3) Maintaining plant biodiversity in cities
Prof. Christoph Küffer (ETH Zurich) and Prof. Dominik Siegrist (HSR Rapperswil)
Without major action, massive biodiversity loss is expected in the next decades. Man –made environments will become as important as wilderness areas for conserving biodiversity. Indeed, urban ecology and urban ecological design are among the most rapidly growing research fields in ecology and planning, respectively. Integration of these complementary fields is considered a primary frontier in these fields and in sustainability science more generally. We aim to reach a comprehensive understanding of how plant biodiversity in the city of Zurich can be maintained through urban ecological design. The PhD student will assess fragmentation effects on the species, functional and genetic diversity of dry meadow patches, and, more specifically, on the population viability and connectivity of selected model species. These results will feed directly into a large-scale, 5-year biodiversity program run by our project partner, Zurich’s office of parks and open spaces (Grün Stadt Zürich). We expect that our novel planning process can become a model for ecological urban design in the Anthropocene cities.

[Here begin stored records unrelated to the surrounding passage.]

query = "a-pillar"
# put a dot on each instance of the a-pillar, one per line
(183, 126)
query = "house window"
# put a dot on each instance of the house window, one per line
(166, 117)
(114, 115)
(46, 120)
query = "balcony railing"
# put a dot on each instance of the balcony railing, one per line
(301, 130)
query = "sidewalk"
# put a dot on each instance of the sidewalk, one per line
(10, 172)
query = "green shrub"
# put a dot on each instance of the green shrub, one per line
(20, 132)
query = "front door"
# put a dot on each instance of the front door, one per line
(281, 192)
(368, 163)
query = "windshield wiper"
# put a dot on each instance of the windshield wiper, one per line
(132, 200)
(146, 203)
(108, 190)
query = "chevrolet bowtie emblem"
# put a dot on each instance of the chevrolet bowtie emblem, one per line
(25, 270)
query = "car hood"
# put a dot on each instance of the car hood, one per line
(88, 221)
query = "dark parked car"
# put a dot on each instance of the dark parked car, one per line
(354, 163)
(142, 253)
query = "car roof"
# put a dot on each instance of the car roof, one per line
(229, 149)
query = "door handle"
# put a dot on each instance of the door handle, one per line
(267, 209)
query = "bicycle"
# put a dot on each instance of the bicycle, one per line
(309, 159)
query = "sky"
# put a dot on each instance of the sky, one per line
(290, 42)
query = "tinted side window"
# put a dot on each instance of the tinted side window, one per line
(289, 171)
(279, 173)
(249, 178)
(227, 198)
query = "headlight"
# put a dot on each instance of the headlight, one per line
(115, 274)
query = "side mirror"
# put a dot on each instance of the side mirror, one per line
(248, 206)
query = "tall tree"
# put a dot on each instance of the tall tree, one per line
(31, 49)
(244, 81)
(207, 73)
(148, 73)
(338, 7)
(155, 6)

4) Papaya: History of its agricultural use and improvements to adapt to a changing climate
Prof. Ueli Grossniklaus (University of Zurich), Prof. Jean-Philippe Vielle-Calzada (Langebio Cinvestav) and Prof. Jorge M Santamaria (Centro de Investigación Científica de Yucatán)
Papaya is a very important crop (i.e. commercial and subsistence farmers) with a very low genetic diversity between cultivars. Cultivation is hindered by its high heterozygosity, high susceptibility to disease, and the trioecious (three sexes: male, female, and hermaphrodite) nature of the plant. Hermaphrodites are preferred because of their reduced heterozygosity, resulting in higher crop uniformity, and their high yield potential. While females show stable sex expression, hermaphrodites are susceptible to sex reversal that is strongly influenced by the environment which becomes more likely due to climate change while posing problems to smallholder and commercial farmers. The underlying mechanisms of sex reversal are unknown. The PhD student will merge agronomic, molecular, and archeological approaches to (1) understand the molecular basis of sex reversal, (2) develop markers to identify accessions less prone to sex reversal for organic breeding programs, (3) shed light on the domestication of papaya on the Yucatan peninsula by integrating archeological and molecular data.
Bridging Plant Science and Policy – First fundig period
During the theses, the students conducted internships at a national or international organization, i.e., the Federal Office for the Environment (FOEN), UNEP, or the CITES Secretariat. The internship aimed at forging a closer link between research, policy and application. Furthermore, a policy-relevant green paper, developed in partnership with the internship-hosting institution, served as an extension of the science of each thesis.